Lynn Anderson, singer of ‘Rose Garden,’ dies in Nashville
Williamson County country music star Lynn Anderson, 67, died Thursday, July 30, after a brief illness caused her hospitalization.
With the release of her first #1 country hit, “Rose Garden“, Anderson became a crossover star as the song hit #3 on the pop chart.
She returned briefly to the country Top 10 with a Gary Morris duet in 1983, “You’re Welcome to Tonight“.
Her performance netted the singer a Grammy for best country vocal performance (female) and helped her win female vocalist of the year from the Country Music Association in 1971. “It was perfectly timed”. Last month, the songstress released a gospel album titled “Bridges” and began a nationwide tour to promote her new music. This song stated that you can make something out of nothing. “It fit me well and I’ll be proud to be connected to it until I die”. And she once appeared on Starsky and Hutch, as well as the 1982 TV movie Country Gold. “Her parents, Casey and Liz Anderson, were songwriters; her mother wrote Merle Haggard’s “(My Friends Are Gonna Be) Strangers” and “I’m a Lonesome Fugitive”. “Always continuing to pave the road for those to follow”, Reba McEntire says in a press release. “Rose Garden” was a song I sang in high school in our Kiowa Cowboys High School band. The daughter of country songwriters Casey and Liz Anderson, she started performing at the age of 6. She also performed for presidents Richard Nixon, Gerald Ford, Jimmy Carter and Ronald Reagan. “I remember the first time we saw her at the Utah State Fair”.

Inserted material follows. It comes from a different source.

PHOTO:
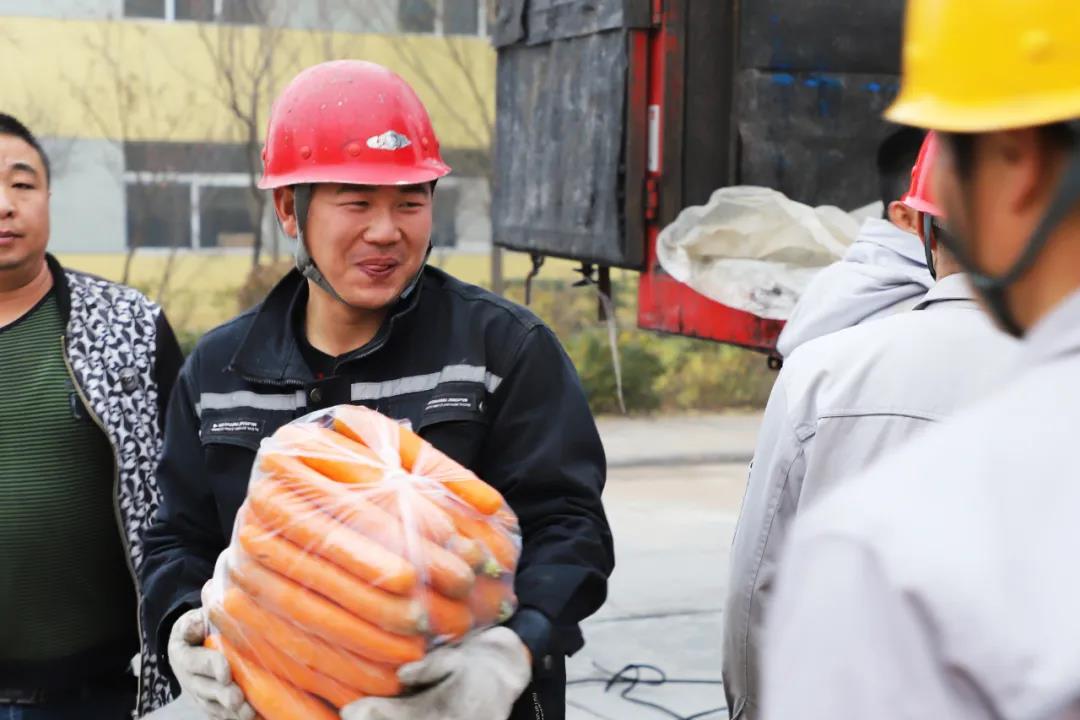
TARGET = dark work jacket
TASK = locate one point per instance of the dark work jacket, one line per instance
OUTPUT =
(480, 378)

In 2005, Anderson was accused of shoplifting a “Harry Potter” DVD from a Taos supermarket and then punching a police officer as she was being put into a patrol auto.
Anderson was also an awarded equestrian and horse breeder, and she supported and worked with numerous charities, including the Roundup for Autism and the Cariety Foundation, among others.
Lynn – who was previously married to country singer Glenn Sutton and oilman Harold “Spook” Stream III – is survived by her father, three adult children, four grandchildren and her partner Mentor Williams.